MAHKEMESİ :ASLİYE HUKUK MAHKEMESİ
Taraflar arasında görülen davada Malatya 2. Asliye Hukuk Mahkemesi'nce verilen 13.02.2018 gün ve 2017/362 - 2018/126 sayılı kararı bozan Daire'nin 14.10.2020 gün ve 2020/4818 - 2020/4103 sayılı kararı aleyhinde asıl davada davalılar-birleşen davada davacılar vekili tarafından karar düzeltilmesi isteğinde bulunulmuş ve karar düzeltme dilekçesinin süresi içinde verildiği de anlaşılmış olmakla, dosya için düzenlenen rapor dinlenildikten ve yine dosya içerisindeki dilekçeler, duruşma tutanakları ve tüm belgeler okunup, incelendikten sonra gereği konuşulup düşünüldü:
Asıl davada davacı vekili, davacı banka tarafından, alacağın tahsili amacıyla takibe geçildiğini, borçluların takibe itiraz ettiğini ve takibin durduğunu iddia ederek davalıların itirazının iptali ile icra takibinin devamına ve davalılar aleyhine icra inkar tazminatına karar verilmesini talep ve dava etmişlerdir.

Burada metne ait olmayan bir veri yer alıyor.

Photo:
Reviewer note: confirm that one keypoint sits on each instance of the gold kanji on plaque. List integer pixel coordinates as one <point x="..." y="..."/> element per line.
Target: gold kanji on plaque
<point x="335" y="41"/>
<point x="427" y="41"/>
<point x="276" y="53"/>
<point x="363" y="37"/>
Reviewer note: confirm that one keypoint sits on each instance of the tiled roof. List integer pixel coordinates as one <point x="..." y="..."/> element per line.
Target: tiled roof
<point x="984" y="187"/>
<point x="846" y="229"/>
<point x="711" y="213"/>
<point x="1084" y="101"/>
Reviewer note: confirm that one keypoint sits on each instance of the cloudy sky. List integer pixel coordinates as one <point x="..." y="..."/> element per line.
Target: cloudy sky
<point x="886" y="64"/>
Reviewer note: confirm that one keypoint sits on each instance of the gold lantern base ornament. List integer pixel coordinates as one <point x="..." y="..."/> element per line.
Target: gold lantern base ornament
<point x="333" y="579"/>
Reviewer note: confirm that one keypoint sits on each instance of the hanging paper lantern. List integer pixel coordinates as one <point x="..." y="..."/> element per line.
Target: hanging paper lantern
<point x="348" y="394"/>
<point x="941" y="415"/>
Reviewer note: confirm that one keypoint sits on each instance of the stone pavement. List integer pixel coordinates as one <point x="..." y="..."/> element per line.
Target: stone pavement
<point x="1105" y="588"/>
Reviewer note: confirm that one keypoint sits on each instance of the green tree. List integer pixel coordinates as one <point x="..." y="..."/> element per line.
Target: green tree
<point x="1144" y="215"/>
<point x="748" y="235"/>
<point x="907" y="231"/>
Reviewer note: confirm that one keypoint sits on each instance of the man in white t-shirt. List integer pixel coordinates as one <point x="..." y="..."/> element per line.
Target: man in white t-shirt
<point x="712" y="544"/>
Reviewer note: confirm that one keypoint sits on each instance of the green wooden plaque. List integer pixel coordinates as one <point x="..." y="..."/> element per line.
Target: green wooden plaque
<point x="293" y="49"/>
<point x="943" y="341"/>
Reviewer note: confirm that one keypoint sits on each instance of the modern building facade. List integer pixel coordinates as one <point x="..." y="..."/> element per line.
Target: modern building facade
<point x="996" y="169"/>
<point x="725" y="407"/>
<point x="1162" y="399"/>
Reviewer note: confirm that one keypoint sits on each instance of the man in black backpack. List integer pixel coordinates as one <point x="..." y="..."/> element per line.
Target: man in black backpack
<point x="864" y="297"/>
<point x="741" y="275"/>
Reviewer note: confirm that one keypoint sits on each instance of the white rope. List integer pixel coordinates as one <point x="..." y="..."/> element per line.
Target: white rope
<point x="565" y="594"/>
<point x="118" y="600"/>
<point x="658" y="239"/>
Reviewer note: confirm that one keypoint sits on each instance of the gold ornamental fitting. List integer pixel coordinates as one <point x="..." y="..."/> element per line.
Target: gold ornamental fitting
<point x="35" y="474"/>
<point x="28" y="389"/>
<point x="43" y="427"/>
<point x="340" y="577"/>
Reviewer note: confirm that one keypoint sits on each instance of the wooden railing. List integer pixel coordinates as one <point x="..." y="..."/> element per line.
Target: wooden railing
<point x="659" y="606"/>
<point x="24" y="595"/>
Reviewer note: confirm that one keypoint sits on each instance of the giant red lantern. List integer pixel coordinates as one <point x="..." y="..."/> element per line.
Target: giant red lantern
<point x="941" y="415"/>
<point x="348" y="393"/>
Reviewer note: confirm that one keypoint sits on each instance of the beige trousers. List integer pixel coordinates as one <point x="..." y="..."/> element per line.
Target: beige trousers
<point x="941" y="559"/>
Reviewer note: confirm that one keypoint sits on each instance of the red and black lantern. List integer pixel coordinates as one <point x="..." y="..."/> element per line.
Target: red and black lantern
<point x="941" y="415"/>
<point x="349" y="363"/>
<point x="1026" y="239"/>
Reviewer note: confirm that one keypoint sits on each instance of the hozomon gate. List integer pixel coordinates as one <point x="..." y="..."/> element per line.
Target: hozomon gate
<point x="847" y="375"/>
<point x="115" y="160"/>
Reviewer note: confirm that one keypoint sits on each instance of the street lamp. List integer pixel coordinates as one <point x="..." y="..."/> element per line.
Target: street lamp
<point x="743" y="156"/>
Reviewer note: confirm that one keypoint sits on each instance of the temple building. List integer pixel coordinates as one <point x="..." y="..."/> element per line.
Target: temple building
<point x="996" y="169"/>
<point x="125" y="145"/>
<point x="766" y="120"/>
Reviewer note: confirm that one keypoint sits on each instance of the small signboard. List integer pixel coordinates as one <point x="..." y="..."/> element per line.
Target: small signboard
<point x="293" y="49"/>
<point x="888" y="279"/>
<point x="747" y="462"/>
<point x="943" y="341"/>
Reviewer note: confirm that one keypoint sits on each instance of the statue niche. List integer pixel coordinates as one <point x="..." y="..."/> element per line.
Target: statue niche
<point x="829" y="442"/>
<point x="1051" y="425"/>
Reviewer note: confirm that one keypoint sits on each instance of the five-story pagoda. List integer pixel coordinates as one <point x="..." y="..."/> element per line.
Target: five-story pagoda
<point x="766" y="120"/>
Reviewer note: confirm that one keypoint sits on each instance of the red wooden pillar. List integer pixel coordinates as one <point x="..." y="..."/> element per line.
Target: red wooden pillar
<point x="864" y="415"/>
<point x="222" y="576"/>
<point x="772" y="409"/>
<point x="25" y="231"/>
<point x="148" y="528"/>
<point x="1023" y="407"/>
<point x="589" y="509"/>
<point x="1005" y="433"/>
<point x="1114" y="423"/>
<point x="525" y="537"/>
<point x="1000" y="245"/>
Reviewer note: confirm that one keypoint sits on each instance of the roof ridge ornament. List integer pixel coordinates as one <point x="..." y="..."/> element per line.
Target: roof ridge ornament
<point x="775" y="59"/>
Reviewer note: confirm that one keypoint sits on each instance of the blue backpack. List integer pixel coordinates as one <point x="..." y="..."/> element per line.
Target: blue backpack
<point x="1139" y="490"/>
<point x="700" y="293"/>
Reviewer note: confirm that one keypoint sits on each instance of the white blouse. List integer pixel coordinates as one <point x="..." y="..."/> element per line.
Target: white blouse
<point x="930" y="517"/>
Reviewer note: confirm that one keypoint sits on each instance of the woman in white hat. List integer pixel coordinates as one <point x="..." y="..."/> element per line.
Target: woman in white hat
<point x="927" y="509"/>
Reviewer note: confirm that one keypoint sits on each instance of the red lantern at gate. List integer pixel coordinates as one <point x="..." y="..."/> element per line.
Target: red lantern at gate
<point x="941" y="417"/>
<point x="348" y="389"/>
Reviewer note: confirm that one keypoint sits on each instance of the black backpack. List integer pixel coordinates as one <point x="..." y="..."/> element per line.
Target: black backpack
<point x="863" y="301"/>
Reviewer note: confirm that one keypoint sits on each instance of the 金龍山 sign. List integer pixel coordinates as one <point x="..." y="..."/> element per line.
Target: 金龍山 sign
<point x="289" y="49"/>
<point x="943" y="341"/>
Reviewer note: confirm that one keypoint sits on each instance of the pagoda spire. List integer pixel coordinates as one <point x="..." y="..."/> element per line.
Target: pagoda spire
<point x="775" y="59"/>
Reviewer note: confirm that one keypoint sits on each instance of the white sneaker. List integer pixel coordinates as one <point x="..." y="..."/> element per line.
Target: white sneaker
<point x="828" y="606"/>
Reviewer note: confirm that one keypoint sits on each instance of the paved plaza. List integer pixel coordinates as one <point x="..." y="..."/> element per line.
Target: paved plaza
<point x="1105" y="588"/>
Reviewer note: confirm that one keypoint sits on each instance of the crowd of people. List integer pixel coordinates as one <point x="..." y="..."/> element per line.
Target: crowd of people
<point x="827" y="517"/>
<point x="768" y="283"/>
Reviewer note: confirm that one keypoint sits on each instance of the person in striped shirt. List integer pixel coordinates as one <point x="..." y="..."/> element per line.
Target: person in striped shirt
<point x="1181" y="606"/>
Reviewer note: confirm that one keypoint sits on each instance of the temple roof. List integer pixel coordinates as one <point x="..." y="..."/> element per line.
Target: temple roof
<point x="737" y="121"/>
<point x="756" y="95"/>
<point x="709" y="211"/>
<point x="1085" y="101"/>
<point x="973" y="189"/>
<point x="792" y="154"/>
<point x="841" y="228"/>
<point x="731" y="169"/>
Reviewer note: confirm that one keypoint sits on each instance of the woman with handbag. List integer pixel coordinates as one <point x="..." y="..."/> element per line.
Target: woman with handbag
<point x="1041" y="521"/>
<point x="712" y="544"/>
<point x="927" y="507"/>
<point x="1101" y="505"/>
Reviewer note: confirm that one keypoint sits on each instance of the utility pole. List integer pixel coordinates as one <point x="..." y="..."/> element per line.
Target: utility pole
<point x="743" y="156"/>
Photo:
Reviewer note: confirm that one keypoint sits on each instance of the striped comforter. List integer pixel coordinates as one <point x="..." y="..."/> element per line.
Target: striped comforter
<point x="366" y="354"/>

Asıl davada davalılar vekili, kredi sözleşmesini kabul etmediklerini, zira böyle bir sözleşmenin davalılar tarafından imzalanmadığını, kesinlikle davacı tarafça var olduğu iddia edilen kredi sözleşmesi üzerindeki imzaların davalılara ait olmadığını savunarak davanın reddini istemiştir.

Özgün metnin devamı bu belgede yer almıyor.